THE Securities and Exchange Commission (SEC) warned the public on Friday against investing in several entities found to be illegally soliciting investments without the required license and authority under Republic Act 8799, or the Securities Regulation Code (SRC).
In a series of advisories, the commission cautioned the public against engaging with Valtoro Spartan, Mad Devpt. Realty Corporation, VT Markets, FBS, and KBS, citing these firms’ failure to secure the necessary secondary license to sell or offer securities to the public.
The SEC said Valtoro Spartan, also operating as Valtoro Spartan Trading, is registered as a corporation but lacks the required authority to solicit investments.
Despite such lack of authorization, the SEC said the firm has been offering so-called “lock-in subscription plans” through its website, enticing the public to invest as little as $50 with promised returns ranging from 7.5 percent after 15 days to as much as 912.5 percent after 12 months.
The scheme also includes referral incentives, such as a direct referral bonus and multi-level commissions, which the SEC flagged as potential indicators of illegal investment-taking activities.
In a separate advisory, the commission found Mad Devpt. Realty Development Corporation, also operating under different names such as Maddev, Madhostel, and Madshostel Siargao, to be offering and distributing securities without prior approval from the commission.
The said firm allegedly invites the public to become “business partners” by investing amounts ranging from P50,000 to P2 million in exchange for shares of stock, dividends, and noncash perks such as hotel discounts and free annual accommodation.
The SEC said these offerings constitute securities under the SRC and require both registration and a secondary license, which the company does not possess.
Meanwhile, the SEC advised the public not to invest, trade, or transact with VT Markets and its related entities, including VT Markets (Pty) Ltd, as these firms were not registered with the commission as corporations, partnerships, or one-person corporations.
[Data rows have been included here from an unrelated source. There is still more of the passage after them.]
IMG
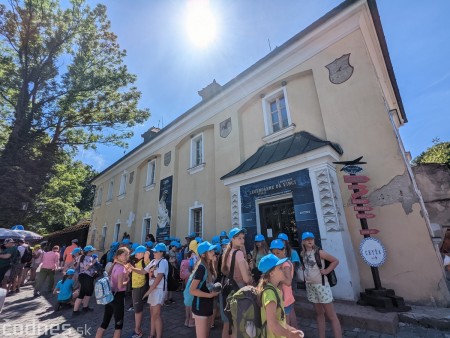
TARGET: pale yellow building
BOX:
[88,0,450,306]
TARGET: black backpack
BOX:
[20,246,33,264]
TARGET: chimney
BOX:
[141,126,161,143]
[198,79,222,101]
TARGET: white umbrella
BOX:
[0,228,25,239]
[13,230,43,242]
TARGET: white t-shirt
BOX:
[144,258,169,290]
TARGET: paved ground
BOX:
[0,286,450,338]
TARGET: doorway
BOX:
[259,198,299,248]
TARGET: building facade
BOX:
[90,0,450,306]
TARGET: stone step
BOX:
[295,291,399,335]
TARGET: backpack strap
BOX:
[314,247,325,285]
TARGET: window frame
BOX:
[262,86,292,136]
[144,158,156,189]
[189,204,204,238]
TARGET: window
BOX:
[95,187,103,206]
[190,207,203,237]
[100,225,108,250]
[141,217,152,243]
[119,173,127,196]
[113,223,120,242]
[145,160,156,187]
[106,180,114,202]
[262,86,291,135]
[191,134,204,167]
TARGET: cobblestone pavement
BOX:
[0,286,450,338]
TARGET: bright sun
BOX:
[186,0,217,48]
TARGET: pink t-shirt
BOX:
[41,251,59,270]
[281,261,295,307]
[111,263,127,291]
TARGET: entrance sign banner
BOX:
[359,237,386,268]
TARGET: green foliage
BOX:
[0,0,149,226]
[413,139,450,166]
[24,156,97,233]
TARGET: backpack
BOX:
[302,247,337,287]
[227,285,285,338]
[94,268,114,305]
[220,250,239,316]
[183,264,208,310]
[20,246,33,264]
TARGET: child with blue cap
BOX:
[257,254,304,338]
[301,231,342,338]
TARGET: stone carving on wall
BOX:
[164,151,172,167]
[315,168,344,232]
[325,53,354,84]
[219,117,232,138]
[231,192,239,228]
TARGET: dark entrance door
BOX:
[259,198,299,248]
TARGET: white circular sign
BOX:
[359,237,386,268]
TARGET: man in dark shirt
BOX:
[0,238,18,283]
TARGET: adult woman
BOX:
[34,245,59,297]
[142,243,169,338]
[95,247,130,338]
[189,241,219,338]
[270,239,297,328]
[219,228,253,338]
[250,234,269,283]
[302,232,342,338]
[73,245,97,315]
[257,254,304,338]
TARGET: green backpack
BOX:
[227,285,284,338]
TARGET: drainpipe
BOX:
[389,109,445,270]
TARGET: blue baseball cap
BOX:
[197,241,216,256]
[131,245,147,256]
[228,228,247,239]
[255,234,265,242]
[185,232,197,239]
[270,239,284,250]
[152,243,167,252]
[302,231,315,241]
[277,232,289,241]
[258,254,288,273]
[71,248,81,255]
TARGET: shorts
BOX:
[306,283,333,304]
[131,285,148,313]
[147,289,167,306]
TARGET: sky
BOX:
[70,0,450,171]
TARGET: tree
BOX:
[0,0,149,226]
[413,138,450,166]
[24,155,97,232]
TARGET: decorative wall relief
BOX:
[164,151,172,167]
[325,53,354,84]
[219,117,232,138]
[314,168,344,231]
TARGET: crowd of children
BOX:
[40,228,342,338]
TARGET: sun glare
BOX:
[186,0,217,48]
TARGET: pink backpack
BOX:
[180,259,191,280]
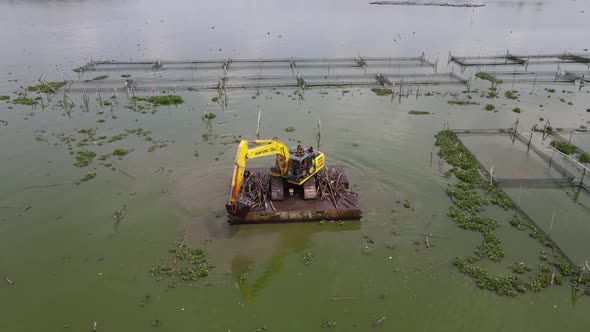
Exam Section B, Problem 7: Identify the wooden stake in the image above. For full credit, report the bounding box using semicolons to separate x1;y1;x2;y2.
256;107;262;139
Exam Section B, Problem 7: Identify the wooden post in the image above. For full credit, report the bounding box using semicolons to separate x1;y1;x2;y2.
549;208;555;237
256;107;262;139
315;120;322;149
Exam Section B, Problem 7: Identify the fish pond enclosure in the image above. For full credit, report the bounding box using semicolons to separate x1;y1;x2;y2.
0;0;590;332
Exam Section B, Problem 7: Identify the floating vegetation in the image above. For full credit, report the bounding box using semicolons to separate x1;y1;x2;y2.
371;88;393;96
150;241;214;281
92;75;109;81
74;150;96;167
408;110;432;115
509;262;533;274
435;130;574;296
27;82;66;93
112;149;129;157
402;199;412;209
203;112;217;120
504;90;520;100
363;234;375;255
447;99;479;106
475;71;502;83
76;172;96;185
322;320;336;329
301;252;315;265
131;95;184;106
12;95;37;105
454;257;526;296
447;183;488;213
510;215;528;231
549;140;576;155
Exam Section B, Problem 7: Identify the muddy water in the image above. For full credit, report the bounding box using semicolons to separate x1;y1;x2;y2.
0;1;590;331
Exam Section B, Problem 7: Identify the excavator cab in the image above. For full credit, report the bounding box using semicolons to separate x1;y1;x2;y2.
226;140;325;215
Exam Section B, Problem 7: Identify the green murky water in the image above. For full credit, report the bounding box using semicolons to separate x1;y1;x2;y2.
0;1;590;331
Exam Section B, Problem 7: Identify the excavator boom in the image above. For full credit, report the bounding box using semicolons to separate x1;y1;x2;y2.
225;140;290;215
225;140;325;216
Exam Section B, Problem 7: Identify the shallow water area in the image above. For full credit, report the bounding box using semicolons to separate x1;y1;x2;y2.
0;0;590;331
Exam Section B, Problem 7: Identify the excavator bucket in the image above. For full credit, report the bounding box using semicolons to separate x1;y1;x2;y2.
225;201;251;217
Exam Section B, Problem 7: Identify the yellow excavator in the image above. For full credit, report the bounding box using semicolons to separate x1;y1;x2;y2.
225;139;325;215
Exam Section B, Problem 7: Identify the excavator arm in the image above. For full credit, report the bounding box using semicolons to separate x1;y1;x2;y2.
225;140;290;215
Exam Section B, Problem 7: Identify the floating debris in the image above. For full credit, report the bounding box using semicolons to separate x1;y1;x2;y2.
369;1;485;8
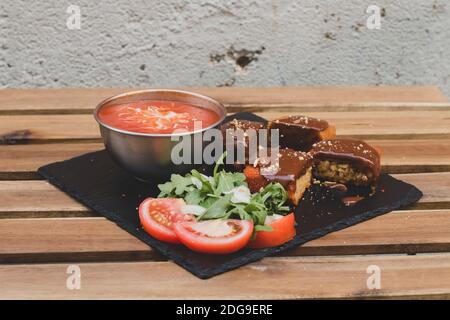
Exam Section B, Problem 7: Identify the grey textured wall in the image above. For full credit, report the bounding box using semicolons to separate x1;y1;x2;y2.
0;0;450;95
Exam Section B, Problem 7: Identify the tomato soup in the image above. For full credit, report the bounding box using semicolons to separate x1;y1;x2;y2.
98;100;219;134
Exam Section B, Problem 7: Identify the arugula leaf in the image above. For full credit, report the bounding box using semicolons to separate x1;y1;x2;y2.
158;152;290;232
198;194;231;220
158;181;175;197
184;189;205;204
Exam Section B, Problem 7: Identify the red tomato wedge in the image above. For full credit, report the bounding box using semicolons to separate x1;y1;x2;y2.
249;213;296;249
174;219;253;254
139;198;193;243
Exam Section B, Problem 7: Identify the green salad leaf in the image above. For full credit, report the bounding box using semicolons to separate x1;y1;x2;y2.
158;153;290;231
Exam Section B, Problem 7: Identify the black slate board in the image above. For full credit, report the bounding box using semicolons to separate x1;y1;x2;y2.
38;113;422;279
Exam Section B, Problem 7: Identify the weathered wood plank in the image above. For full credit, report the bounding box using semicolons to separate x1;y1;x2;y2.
0;254;450;299
0;86;448;113
0;111;450;144
0;209;450;263
0;172;450;218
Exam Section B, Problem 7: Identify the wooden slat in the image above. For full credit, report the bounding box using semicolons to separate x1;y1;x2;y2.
0;86;448;113
0;139;450;179
0;172;450;218
0;209;450;263
0;254;450;299
0;111;450;143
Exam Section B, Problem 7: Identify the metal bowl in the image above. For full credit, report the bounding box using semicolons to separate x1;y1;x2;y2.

Furthermore, despite their active presence on social media and availability on mobile app stores, the entities lack authority to solicit investments or operate as brokers or dealers in the Philippines, the regulator said.
It likewise issued a warning against FBS, including FBS Markets Inc., FBS Broker, and FBS Forex Broker Online, which it said were not registered locally and did not hold a secondary license.
The entities reportedly allow Filipinos to trade over 550 financial instruments through their website and mobile applications while actively promoting investment schemes through online advertisements.
The SEC also flagged KBS and its related entities LS KBS Crypto Trading, KBSEX Exchange, and SDX Exchange, for offering unregistered securities without any corporate registration.
KBS represents itself as a bitcoin exchange operating a mobile application that allegedly serves as a “trading platform for humanitarian missions,” promising daily income and humanitarian benefits in exchange for deposits, typically starting at $100.
The commission said these entities were not registered with the SEC and had no authority to solicit investments or offer securities in the Philippines, nor were these entities enrolled in any regulatory sandbox or innovation program.
The commission warned that individuals acting as sales agents, promoters, recruiters, influencers, or endorsers of these schemes may be held criminally liable under the SRC and the Financial Products and Services Consumer Protection Act.
Violators may face fines of up to P5 million, imprisonment of up to 21 years, or both.
The SEC urged the public to exercise extreme caution when dealing with investment offers, particularly those promising high or guaranteed returns, and encouraged investors to verify registrations through the commission’s official channels.